Plot items and DIF scores. Spoiler, there are no DIF effects on our subsample, food items.

items_1pl_dif <- bind_rows(
  as_tibble(coef(mod_d1_1pl_dif)$item[, , "Intercept"]) %>% 
    mutate(coef = "Intercept"), 
  as_tibble(ranef(mod_d1_1pl_dif)$item[, , "sexMale"]) %>% 
    mutate(coef = "sexMale")) %>%
  mutate(item = rep(rownames(coef(mod_d1_1pl_dif)$item[, , "Intercept"]),2), 
         item = fct_reorder(item, Estimate))

ggplot(items_1pl_dif, 
       aes(x = item, y = Estimate)) + 
  geom_pointrange(aes(ymin = Q2.5, ymax = Q97.5)) + 
  coord_flip() + 
  facet_grid(.~coef, scales = "free_x")

Now plot people.

persons_1pl_dif <- as_tibble(ranef(mod_d1_1pl_dif)$person[, , "Intercept"]) %>%
  mutate(person = rownames(ranef(mod_d1_1pl_dif)$person[, , "Intercept"])) %>%
  left_join(d1_sub %>%
              group_by(person, age, sex) %>% count()) %>%
  mutate(person = fct_reorder(person, Estimate))

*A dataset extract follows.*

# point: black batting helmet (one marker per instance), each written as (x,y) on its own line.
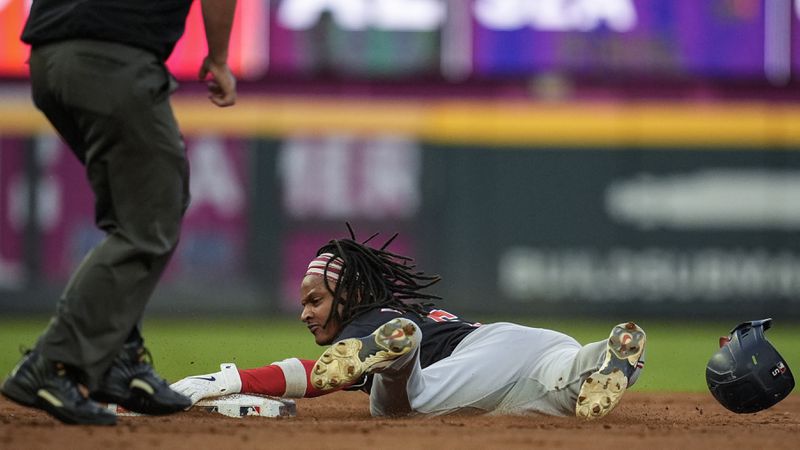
(747,374)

persons_1pl_dif_coef <- as_tibble(coef(mod_d1_1pl_dif)$person[, , "Intercept"]) %>%
  mutate(person = rownames(coef(mod_d1_1pl_dif)$person[, , "Intercept"])) %>%
  left_join(d1_sub %>%
              group_by(person, age, sex) %>% count()) %>%
  mutate(person = fct_reorder(person, Estimate))

ggplot(persons_1pl_dif, 
       aes(x = person, y = Estimate, col = sex)) + 
  geom_pointrange(aes(ymin = Q2.5, ymax = Q97.5)) + 
  coord_flip()

Comparison of DIF and non-DIF models

Plot sex-DIF vs. non-sex-DIF estimates for people, showing the differences in the random ability estimates.

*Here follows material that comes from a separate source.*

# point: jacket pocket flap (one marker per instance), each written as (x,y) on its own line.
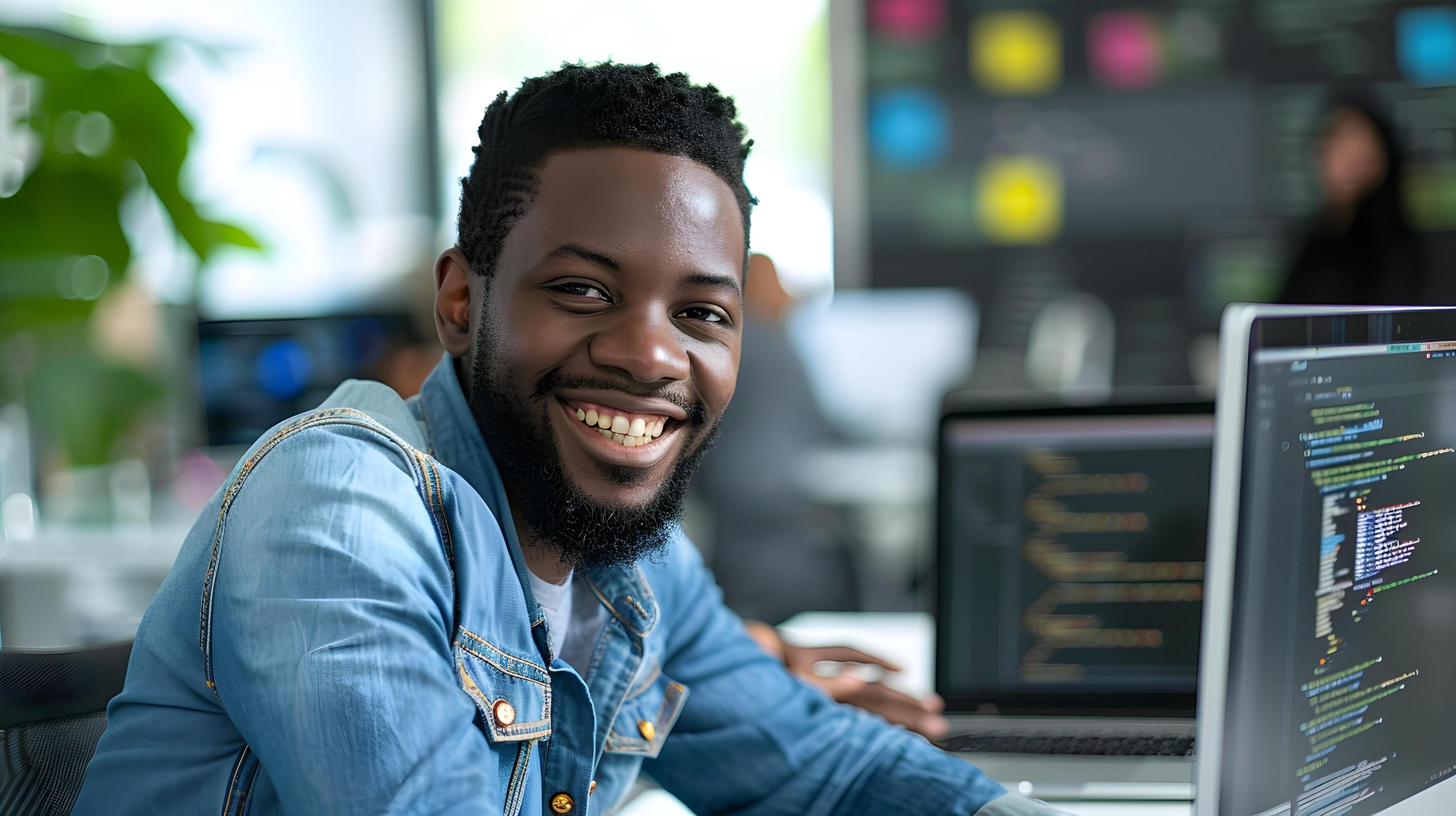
(645,717)
(513,694)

compare_dif <- tibble(estimate = persons_1pl$Estimate, 
                      estimate_dif = persons_1pl_dif$Estimate,
                      estimate_dif_coef = persons_1pl_dif_coef$Estimate,
                      sex = persons_1pl$sex)

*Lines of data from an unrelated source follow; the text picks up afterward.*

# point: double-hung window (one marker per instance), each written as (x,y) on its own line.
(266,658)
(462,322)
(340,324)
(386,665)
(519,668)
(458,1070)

ggplot(data = compare_dif, 
       aes(x = estimate, y = estimate_dif, 
           col = sex)) +
  geom_point() + 
  geom_abline(lty = 2) 

# p2 <- ggplot(data = compare_dif, 
#        aes(x = estimate, y = estimate_dif_coef, 
#            col = sex)) +
#   geom_point() + 
#   geom_abline(lty = 2) + 
#   theme(legend.pos = "bottom")
# 
# cowplot::plot_grid(p1,p2)

You can get:

  1. Estimate of absolute ability. How good are you compared to other people.
  2. Demographically-adjusted estimate of ability. Effectively, how good are are you compared to other people, if you weren’t in your demographic group.

This second is of interest in reasoning about “ability in context.”

One way of formalizing the affirmative action hypothesis is the idea that, for some demographics, (2) should be a better predictor of future performance than (1).